Quelle idée, c’est formidable !!!
Produire plus, c’est générer plus de richesses, plus de PIB et par conséquence voilà qui bénéficient aux budgets dont je parlais précédemment : comme par la magie d’un ruissellement ininterrompu, produire toujours plus, plus vite, finira par mener chacun au progrès économique et la promesse d’un niveau de vie toujours plus haut, profitera à tous finalement.

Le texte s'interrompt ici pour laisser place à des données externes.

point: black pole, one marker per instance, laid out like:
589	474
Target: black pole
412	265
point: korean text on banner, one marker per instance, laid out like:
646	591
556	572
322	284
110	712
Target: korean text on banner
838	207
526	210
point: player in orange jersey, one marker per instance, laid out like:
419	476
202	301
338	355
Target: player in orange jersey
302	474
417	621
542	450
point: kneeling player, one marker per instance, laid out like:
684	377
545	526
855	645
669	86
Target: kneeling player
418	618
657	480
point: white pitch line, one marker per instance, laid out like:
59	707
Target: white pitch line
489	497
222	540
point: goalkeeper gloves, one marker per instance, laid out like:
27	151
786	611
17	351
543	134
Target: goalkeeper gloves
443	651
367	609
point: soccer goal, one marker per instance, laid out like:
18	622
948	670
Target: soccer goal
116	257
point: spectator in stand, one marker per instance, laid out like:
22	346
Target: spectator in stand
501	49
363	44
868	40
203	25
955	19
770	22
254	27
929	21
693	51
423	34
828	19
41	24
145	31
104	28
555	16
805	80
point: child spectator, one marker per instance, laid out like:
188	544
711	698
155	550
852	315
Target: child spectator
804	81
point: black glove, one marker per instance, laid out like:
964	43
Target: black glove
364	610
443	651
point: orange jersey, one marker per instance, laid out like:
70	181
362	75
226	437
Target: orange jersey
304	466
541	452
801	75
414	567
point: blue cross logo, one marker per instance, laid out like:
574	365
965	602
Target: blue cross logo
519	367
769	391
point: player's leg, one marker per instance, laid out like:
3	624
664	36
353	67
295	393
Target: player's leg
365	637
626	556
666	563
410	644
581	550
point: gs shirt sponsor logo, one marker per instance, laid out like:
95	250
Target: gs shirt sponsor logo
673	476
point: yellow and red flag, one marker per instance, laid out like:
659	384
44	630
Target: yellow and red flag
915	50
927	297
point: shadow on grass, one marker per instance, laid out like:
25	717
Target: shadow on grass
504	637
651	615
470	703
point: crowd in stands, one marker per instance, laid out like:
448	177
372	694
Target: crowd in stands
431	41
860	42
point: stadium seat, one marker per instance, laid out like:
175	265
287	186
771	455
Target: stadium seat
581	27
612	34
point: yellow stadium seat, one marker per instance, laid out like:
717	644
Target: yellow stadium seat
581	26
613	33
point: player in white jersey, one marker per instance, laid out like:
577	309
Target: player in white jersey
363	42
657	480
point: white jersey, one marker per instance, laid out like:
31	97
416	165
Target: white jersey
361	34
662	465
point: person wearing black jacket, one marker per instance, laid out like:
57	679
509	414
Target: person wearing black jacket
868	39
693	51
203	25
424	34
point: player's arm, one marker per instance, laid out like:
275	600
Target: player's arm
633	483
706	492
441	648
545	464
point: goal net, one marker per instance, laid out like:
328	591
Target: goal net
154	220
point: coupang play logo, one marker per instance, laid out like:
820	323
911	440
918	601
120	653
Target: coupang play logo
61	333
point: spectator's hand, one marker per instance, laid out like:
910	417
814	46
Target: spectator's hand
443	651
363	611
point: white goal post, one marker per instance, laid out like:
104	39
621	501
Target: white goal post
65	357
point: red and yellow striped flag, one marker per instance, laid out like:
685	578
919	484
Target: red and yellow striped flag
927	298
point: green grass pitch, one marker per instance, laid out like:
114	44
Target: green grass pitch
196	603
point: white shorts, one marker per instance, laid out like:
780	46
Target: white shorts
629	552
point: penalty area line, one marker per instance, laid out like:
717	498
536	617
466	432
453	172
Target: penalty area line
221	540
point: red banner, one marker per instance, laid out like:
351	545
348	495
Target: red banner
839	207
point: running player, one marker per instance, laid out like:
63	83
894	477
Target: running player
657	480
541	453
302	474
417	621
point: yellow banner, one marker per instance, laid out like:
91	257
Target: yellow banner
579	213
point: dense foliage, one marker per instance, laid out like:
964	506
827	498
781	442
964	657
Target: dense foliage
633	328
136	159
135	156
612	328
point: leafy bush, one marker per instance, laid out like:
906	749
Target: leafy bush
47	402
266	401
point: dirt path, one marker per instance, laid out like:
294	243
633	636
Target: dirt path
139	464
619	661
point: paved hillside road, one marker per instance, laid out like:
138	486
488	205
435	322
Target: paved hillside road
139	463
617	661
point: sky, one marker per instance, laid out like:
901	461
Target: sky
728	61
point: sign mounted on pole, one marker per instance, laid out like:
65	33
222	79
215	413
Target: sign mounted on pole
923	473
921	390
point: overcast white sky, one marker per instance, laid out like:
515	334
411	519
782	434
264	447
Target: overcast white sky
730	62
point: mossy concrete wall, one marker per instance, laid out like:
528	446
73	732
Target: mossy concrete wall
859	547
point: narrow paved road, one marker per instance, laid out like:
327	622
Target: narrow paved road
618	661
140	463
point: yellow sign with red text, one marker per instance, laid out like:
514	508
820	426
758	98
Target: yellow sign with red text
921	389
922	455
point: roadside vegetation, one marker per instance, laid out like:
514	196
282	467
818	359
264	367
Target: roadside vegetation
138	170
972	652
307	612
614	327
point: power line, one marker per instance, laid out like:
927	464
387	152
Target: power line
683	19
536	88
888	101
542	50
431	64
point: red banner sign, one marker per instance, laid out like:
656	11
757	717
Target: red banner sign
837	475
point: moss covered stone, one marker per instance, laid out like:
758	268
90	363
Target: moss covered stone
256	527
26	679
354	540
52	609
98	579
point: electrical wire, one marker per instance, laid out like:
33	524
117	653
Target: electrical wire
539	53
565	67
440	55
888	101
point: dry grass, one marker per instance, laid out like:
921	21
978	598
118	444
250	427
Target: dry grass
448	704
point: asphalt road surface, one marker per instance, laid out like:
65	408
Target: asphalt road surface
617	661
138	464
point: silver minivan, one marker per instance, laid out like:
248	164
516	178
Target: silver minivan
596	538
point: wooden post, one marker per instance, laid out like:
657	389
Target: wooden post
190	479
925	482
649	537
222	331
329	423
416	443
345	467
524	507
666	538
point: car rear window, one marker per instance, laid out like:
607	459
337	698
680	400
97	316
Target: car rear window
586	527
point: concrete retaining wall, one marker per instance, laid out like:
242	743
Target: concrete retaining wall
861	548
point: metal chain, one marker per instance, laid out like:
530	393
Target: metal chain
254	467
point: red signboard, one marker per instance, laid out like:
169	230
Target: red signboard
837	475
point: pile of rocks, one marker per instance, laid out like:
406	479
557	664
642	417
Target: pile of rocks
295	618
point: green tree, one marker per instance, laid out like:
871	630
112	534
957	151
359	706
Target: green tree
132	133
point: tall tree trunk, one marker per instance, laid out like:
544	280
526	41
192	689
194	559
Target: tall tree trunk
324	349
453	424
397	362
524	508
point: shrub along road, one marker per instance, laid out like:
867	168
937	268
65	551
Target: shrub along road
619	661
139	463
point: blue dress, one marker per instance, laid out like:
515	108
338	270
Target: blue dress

Posséder sa tablette, son téléphone, sa maison individuelle, sa voiture (de préférence grosse et lourde), voilà qui contribue à la croissance du PIB, à notre richesse collective, et ce bel indicateur n’a pas besoin de décompter les limites de la planète : elles n’existent pas, il y aura toujours assez de pétrole, de gaz ou de nouvelles techniques pour perdurer dans cette voie.
Vive les échanges mondiaux pour produire plus et plus vite, de préférence « moins chers » : heureux les accords internationaux pour mieux satisfaire les PIBophiles (on me pardonnera ce mot barbare mais il me paraît approprié), probablement largement bénéficiaires d’un système qui questionne de plus en plus.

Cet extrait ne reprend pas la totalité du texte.